How can it possible ?

Do I need to force something on the Secure Channel ?

Why does the SQL Server doesn't allow TLS1.1 connections anymore ?

Thanks Ricardo but the problem is not related to cipher suites. The problem is related to the TLS protocol. If TLS1.2 is disabled I can't connect even by using SQL Management Studio (with sa account). I read in this support.centrestack.com/hc/en-us/articles/… that disabling SHA-1 algoritm imply disabling TLS1.1. So I tried re-enabling SHA but the connection still fails if TLS1.2 is disabled. So it seems like TLS1.1 doesn't work properly on newer SQL Server versions.

I renamed the Ciphers key so that all disabled ciphers were enabled again and I was able to connect with Management Studio even if TLS1.2 was disabled. Anyway the JDBC driver is still unable to connect to the same server. The same JDBC driver and application works if I put in the JDBC Url the address of an old SQL server. So it's definitively the latest SQL Server version that doesn't handle correctly the TLS1.1 connections.

Disabling SHA-1 does not disables TLS 1.1 that is incorrect. Renaming the ciphers key will affect ALL protocols! You wont be able to connect using... does not matter what tool you use because you disabled it at the OS level. Stop messing with the registry, specially if you dont fully understand those keys; please use IIS Crypto instead. Also, make sure you patched your SQL Server and added support for TLS 1.2 support.microsoft.com/en-us/help/3135244/…
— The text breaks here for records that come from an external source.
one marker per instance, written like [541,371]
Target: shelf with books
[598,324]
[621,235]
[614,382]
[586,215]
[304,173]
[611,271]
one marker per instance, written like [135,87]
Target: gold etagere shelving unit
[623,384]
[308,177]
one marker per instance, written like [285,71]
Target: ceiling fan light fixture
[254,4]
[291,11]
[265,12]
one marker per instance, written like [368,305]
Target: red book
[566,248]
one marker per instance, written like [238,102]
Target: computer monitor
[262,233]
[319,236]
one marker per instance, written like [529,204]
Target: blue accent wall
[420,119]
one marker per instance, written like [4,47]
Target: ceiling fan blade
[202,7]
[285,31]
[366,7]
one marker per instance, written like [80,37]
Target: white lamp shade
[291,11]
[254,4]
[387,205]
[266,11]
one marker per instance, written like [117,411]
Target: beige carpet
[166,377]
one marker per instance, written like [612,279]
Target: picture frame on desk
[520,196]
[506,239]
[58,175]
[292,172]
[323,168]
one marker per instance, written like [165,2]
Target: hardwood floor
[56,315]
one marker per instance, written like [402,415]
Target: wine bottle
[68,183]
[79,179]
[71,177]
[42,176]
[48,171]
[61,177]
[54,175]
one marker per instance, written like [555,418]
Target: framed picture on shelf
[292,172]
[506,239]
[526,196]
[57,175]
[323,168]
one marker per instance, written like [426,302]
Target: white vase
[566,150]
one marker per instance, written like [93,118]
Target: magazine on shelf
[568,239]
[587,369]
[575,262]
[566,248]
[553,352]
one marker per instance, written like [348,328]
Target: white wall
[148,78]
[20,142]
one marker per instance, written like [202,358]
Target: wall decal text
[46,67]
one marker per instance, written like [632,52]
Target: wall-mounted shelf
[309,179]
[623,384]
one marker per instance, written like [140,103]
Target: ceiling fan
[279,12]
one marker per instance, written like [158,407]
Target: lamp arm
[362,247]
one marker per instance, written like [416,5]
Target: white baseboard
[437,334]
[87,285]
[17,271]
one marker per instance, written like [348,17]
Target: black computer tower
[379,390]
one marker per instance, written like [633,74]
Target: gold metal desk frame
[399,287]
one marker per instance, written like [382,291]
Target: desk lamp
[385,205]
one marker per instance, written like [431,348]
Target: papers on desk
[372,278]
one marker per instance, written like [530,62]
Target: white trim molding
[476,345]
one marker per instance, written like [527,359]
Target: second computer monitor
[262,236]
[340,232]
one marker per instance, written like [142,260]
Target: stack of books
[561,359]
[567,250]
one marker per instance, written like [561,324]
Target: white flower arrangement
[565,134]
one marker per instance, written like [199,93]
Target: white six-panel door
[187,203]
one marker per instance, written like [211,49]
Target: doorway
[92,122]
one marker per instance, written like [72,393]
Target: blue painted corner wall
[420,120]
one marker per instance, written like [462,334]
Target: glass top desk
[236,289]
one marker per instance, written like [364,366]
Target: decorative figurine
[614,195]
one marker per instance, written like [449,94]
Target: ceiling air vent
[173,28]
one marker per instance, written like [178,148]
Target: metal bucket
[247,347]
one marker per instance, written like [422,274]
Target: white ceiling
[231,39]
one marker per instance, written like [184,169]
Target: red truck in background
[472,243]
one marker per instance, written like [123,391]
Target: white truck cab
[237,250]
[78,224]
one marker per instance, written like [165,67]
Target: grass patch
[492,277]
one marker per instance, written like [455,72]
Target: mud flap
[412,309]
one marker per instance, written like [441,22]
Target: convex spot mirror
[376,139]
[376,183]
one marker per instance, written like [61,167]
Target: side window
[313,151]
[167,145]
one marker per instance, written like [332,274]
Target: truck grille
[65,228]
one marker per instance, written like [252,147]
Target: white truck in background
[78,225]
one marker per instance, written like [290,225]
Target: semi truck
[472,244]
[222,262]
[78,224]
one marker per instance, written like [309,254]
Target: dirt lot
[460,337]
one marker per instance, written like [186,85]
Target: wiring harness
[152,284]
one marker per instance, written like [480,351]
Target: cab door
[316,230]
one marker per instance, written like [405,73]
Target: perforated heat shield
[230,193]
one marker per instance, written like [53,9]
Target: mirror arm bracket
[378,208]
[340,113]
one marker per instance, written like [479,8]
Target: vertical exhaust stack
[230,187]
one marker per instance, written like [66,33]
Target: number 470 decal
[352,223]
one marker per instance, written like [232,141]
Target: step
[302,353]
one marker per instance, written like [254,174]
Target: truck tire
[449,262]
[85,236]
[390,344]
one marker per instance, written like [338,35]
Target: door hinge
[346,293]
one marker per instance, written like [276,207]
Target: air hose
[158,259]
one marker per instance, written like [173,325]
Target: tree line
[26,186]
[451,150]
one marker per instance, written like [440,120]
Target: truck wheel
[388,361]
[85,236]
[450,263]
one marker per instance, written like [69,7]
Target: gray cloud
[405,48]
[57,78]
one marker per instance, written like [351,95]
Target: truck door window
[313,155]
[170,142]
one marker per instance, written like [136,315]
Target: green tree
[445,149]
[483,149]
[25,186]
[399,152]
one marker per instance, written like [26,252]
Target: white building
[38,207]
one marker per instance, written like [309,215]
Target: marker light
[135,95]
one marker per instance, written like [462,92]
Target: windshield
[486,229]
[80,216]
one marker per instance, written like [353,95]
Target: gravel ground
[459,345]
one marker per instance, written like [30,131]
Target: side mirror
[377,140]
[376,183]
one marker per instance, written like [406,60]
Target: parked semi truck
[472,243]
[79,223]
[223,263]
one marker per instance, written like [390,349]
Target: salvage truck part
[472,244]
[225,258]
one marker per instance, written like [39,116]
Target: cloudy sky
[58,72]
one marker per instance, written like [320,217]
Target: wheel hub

As stated in the answer; protocol and algorithm are not the same thing: A protocol is used to negotiate a ciphers/algorithms, and to exchange keys.

The server is already at the latest patch level as weel as all the components including ODBC, .NET etc ... as stated in the post TLS1.2 works as soos as I use the right JDBC driver but the problem appears when TLS1.2 is disabled (The Java application only works in TLS1.1 ).

Renaming the ciphers key means that the default values are restored. There were no cipher keys before that I added them.